Mentana e il suo ospite, non hanno però solo commentato, spacciandole per vere, immagini tratte da una sequenza del film “Project X” come se fossero riprese live di tafferugli violenti avvenuti nei sobborghi di qualche fantomatica città statunitense: la regia de La7, infatti, ha anche mandato in onda delle vecchie immagini di qualche mese fa tratte da scene di violenza non dei supporter di Trump ma degli attivisti dei Black Lives Matter. Tra queste anche una sequenza i cui si vedono degli attivisti distruggere una statua di Cristoforo Colombo.

Non era andata meglio ad Andrea Purgatori che l’8 gennaio 2020 nel programma televisivo Atlantide, in onda sempre su La7, aveva mandato in onda un servizio intitolato «Il video dell’uccisione del generale Soleimani»: si trattava di un clamoroso falso, un videogioco spacciato per immagini reali.

«Somiglia molto a un videogioco, ma non è un videogioco», aveva persino garantito il conduttore, commentando le immagini in studio.

Le considerazioni da fare in merito a questo episodio sono molteplici ma vorrei evidenziare i seguenti punti: in primo luogo quanto avvenuto mostra come il giornalismo di massa fatichi a stare dietro alla Rete con i suoi deepfake, i suoi meme, il suo linguaggio e l’estetica giovani e irriverenti. Se giornalisti del calibro di Mentana, Greco e Purgatori non si accorgono di commentare una sequenza montata di un film, come si può pensare che costoro o colleghi possano stare al passo con le nuove tecnologie nel campo, per esempio, dei deepfake.
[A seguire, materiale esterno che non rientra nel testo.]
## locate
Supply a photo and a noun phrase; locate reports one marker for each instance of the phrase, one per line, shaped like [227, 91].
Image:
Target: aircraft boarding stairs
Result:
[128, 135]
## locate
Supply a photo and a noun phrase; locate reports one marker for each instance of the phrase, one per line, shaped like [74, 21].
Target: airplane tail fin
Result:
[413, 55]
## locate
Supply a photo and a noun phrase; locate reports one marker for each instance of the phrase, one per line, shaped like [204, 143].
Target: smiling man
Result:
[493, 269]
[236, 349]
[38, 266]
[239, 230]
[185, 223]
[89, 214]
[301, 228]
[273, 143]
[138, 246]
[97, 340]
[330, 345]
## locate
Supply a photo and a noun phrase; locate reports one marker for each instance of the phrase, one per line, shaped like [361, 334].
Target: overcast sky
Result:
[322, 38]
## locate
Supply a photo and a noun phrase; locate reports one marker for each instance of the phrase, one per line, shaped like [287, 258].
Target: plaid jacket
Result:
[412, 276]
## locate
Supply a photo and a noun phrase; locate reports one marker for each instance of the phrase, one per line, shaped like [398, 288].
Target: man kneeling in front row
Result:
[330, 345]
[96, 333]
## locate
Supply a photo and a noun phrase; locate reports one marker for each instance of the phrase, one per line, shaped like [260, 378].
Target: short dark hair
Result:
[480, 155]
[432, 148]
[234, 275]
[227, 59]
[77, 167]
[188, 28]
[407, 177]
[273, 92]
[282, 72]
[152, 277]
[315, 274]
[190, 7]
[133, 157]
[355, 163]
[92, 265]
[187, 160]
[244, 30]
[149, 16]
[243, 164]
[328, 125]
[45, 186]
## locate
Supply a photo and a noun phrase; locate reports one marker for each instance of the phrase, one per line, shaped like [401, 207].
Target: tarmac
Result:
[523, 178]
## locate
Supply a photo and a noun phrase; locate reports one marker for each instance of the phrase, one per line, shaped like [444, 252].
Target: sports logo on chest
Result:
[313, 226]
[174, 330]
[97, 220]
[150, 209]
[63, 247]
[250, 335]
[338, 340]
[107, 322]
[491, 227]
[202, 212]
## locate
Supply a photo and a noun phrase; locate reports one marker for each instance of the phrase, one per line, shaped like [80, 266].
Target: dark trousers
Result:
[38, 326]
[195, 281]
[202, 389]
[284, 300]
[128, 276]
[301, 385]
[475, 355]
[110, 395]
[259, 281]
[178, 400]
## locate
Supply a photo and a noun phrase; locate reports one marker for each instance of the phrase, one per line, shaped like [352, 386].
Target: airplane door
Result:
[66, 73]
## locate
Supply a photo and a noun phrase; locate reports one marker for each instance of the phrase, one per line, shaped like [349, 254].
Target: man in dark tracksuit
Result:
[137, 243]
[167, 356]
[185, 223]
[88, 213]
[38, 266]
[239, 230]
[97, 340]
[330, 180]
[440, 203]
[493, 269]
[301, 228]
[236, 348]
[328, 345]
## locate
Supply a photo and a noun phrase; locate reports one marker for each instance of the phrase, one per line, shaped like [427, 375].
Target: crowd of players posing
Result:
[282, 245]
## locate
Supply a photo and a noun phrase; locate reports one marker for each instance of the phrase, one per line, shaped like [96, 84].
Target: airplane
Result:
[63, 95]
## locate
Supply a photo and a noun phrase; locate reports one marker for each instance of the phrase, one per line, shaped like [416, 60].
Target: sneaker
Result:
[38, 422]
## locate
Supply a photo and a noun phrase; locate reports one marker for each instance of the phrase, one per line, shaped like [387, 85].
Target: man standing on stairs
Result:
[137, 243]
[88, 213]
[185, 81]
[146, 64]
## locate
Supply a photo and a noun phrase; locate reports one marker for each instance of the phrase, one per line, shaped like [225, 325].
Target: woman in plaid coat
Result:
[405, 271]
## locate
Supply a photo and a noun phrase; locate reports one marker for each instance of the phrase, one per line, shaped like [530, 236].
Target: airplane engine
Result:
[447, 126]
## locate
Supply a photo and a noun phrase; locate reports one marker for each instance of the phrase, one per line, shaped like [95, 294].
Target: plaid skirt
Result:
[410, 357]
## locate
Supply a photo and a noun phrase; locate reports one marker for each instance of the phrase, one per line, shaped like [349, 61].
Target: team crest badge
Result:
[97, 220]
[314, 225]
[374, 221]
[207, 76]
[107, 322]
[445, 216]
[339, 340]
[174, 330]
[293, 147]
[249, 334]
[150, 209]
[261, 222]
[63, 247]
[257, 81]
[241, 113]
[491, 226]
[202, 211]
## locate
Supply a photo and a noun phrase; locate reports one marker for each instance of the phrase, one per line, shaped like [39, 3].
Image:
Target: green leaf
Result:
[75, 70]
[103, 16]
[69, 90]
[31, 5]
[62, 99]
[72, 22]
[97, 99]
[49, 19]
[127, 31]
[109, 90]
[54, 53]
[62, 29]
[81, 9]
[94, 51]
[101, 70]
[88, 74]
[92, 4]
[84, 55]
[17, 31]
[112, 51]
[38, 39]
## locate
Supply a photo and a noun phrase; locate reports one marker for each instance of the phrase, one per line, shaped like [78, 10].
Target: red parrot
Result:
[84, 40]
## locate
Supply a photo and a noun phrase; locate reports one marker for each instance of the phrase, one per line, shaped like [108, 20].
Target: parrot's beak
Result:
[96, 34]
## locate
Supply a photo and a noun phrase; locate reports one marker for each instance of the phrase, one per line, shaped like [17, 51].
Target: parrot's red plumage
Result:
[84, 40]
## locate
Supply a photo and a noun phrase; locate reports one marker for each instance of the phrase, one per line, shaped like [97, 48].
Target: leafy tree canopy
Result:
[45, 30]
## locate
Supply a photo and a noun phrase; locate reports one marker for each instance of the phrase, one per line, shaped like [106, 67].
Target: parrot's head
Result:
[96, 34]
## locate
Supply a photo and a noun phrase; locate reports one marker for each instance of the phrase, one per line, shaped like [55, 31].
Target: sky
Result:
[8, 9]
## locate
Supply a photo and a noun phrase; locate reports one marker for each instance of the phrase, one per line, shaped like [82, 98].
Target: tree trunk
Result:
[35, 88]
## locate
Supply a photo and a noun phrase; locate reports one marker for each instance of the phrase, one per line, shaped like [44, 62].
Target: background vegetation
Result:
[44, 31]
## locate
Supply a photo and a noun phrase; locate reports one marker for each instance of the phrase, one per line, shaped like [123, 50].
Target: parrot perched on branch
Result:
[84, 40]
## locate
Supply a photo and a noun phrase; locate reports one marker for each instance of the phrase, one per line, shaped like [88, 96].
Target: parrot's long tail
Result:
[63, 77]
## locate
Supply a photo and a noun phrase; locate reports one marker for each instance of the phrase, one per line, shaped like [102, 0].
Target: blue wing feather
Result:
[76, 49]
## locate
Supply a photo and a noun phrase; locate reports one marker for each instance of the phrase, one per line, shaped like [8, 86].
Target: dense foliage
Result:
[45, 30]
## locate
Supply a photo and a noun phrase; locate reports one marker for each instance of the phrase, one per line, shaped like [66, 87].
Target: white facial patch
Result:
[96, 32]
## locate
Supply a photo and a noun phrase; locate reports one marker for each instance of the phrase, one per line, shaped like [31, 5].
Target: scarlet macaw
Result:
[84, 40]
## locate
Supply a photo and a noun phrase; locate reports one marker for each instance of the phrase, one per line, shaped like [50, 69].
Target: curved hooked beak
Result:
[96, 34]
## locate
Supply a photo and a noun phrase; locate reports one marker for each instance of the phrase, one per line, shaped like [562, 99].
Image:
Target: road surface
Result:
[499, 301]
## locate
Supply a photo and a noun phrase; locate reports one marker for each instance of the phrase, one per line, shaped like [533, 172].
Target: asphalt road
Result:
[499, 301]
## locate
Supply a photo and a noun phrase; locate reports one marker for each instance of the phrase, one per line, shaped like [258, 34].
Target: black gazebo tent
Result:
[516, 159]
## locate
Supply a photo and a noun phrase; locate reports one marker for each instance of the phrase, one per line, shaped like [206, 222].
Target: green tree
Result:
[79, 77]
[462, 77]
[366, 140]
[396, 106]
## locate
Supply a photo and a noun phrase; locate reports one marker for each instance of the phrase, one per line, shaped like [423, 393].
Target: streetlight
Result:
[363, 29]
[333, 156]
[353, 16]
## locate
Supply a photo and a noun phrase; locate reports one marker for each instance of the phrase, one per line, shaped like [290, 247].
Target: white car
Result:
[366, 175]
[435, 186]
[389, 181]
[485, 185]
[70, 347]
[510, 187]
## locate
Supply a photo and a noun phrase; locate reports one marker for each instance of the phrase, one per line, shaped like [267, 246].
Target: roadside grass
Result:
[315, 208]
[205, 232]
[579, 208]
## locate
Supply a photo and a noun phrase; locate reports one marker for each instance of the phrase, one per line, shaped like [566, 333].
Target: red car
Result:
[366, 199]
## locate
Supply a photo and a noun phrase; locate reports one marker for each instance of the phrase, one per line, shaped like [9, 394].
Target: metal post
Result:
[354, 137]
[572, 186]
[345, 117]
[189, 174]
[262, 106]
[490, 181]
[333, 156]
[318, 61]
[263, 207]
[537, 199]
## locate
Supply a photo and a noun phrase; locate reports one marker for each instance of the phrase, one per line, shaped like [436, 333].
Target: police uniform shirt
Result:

In secondo luogo, i guardiani del pensiero unico, quegli autoproclamatisi professionisti dell’informazione che strumentalizzano la battaglia contro le fake news per sostenere la censura del giornalismo indipendente, non solo prendono sonore cantonate ma, sebbene supportati da redazioni, operatori e regia, faticano a distinguere immagini tratte da film, o videgiochi da quelle reali. E quando anche mostrano dei dubbi, nella concitazione della diretta preferiscono parlare di presunti tafferugli con lanciafiamme nei sobborghi delle città statunitensi anziché mettere in discussione quanto mandato in onda.

Peccato che i novelli inquisitori – coloro che hanno battezzato il sodalizio tra debunking e media di massa – basino la loro autorevolezza su un dogma artificiale che vuole che i media mainstream irreprensibili e incapaci di divulgare menzogne.

Ciò dimostra che arrogarsi il diritto di certificare la verità e l’informazione è una palese assurdità, così come la battaglia contro le fake news si dimostra una volta per tutte una semplice caccia alle streghe per portare all’approvazione della censura dei dissidenti e dall’altra alla creazione di una informazione certificata.